Demographic studies began to focus on individual level outcomes once the availability of individual level census and social/health survey data became more prevalent in the 1960’s and 1970’s. Corresponding with this availability of individual level data, demography began to be influenced by sociological thought, which brought a proper theoretical perspective to demographic studies, which, before this period were dominated by methodological issues and descriptions of macro scale demographic processes we saw in the previous chapter.
This chapter focuses on how we model individual level observational data, with a focus on data from demographic surveys. In doing this, I focus on two primary goals, first to illustrate how to conduct commonly used regression analysis of demographic outcomes as measured in surveys, drawing heavily on data from the ******. Secondly, I describe the event-history framework that is used in much of social science when we analyze changes in outcomes between time points, or in describing the time to some demographic event, such as having a child or dying.
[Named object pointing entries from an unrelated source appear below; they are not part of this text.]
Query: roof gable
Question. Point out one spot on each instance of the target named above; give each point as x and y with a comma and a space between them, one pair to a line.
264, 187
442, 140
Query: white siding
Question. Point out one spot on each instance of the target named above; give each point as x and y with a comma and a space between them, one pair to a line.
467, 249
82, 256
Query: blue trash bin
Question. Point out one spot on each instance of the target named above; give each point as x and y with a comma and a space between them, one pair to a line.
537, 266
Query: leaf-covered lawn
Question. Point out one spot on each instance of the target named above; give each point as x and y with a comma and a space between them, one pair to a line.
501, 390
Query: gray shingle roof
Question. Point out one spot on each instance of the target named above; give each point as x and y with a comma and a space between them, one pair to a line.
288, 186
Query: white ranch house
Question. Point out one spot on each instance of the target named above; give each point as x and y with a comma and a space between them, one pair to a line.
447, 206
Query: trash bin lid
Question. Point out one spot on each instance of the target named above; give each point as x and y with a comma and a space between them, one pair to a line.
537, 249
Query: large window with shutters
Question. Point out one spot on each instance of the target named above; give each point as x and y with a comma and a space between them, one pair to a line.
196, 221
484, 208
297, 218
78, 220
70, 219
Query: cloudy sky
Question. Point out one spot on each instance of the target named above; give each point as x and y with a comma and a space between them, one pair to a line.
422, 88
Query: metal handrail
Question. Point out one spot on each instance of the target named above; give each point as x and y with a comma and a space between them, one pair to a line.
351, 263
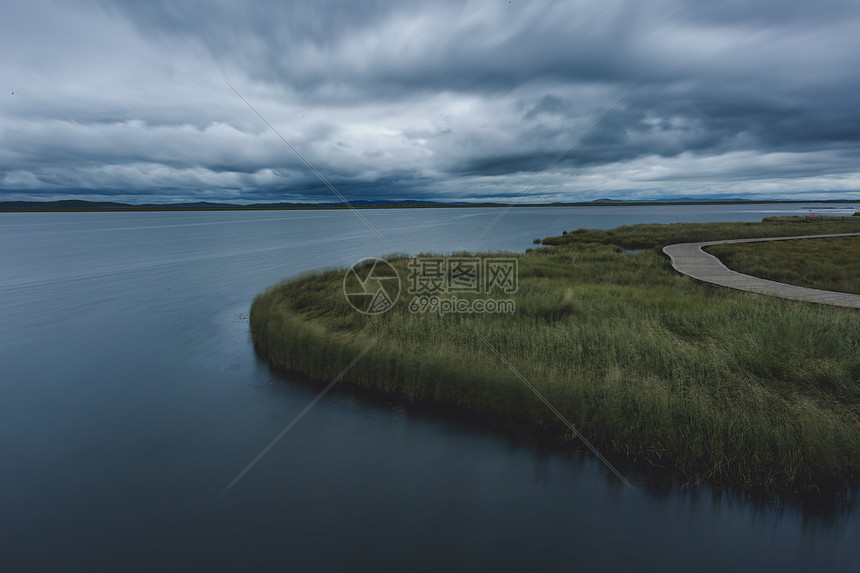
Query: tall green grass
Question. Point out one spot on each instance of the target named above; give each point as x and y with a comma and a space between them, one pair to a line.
720, 385
828, 264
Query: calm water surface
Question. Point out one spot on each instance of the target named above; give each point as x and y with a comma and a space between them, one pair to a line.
130, 396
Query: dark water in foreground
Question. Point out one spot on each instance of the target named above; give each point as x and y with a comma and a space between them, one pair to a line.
130, 396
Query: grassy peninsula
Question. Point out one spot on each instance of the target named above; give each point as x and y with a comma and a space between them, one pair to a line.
714, 384
827, 264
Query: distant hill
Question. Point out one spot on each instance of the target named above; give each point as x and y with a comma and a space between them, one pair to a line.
79, 205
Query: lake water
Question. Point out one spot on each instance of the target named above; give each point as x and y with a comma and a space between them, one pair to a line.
130, 396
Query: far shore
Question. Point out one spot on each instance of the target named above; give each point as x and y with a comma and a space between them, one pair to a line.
78, 206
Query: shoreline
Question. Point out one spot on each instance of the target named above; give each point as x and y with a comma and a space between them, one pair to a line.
728, 412
33, 206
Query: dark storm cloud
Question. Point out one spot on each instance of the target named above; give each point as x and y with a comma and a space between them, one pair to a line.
440, 100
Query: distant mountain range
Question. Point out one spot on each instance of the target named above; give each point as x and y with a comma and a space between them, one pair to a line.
79, 205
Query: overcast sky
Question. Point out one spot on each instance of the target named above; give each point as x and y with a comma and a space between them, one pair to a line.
455, 101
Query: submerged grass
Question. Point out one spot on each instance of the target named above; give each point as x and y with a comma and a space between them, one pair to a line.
719, 385
828, 264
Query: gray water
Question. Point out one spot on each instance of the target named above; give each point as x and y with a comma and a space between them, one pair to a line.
130, 396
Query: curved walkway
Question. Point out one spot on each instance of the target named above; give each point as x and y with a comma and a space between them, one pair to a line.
689, 259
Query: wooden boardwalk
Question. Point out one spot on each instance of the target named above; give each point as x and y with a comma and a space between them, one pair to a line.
689, 259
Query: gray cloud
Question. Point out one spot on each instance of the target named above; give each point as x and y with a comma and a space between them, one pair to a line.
443, 100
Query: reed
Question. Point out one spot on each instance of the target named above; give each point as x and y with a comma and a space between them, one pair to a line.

6.0.1 Individual-level focus
In contrast to the macro-demographic perspective described in the previous chapter, the micro-demographic perspective is focused on the individual rather than the aggregate. Barbara Entwisle (2007) explains, micro-demography focuses on how individuals are modeled within demographic studies, which focus on individual level behaviors and outcomes as a prime importance. Most of the time in an individual, or micro-demographic focus, our hypotheses are related to how the individual outcome or behavior is influenced by characteristics of the individual, usually without concern or interest in the physical or social context in which the individual lives their life. For instance, in a micro-demographic study of mortality, the researcher may make ask: Do individuals with a low level of education face higher risk of death, compared to people with a college education This in and of itself says nothing about the spatial context in which the person lives, it is only concerned with characteristics of the person.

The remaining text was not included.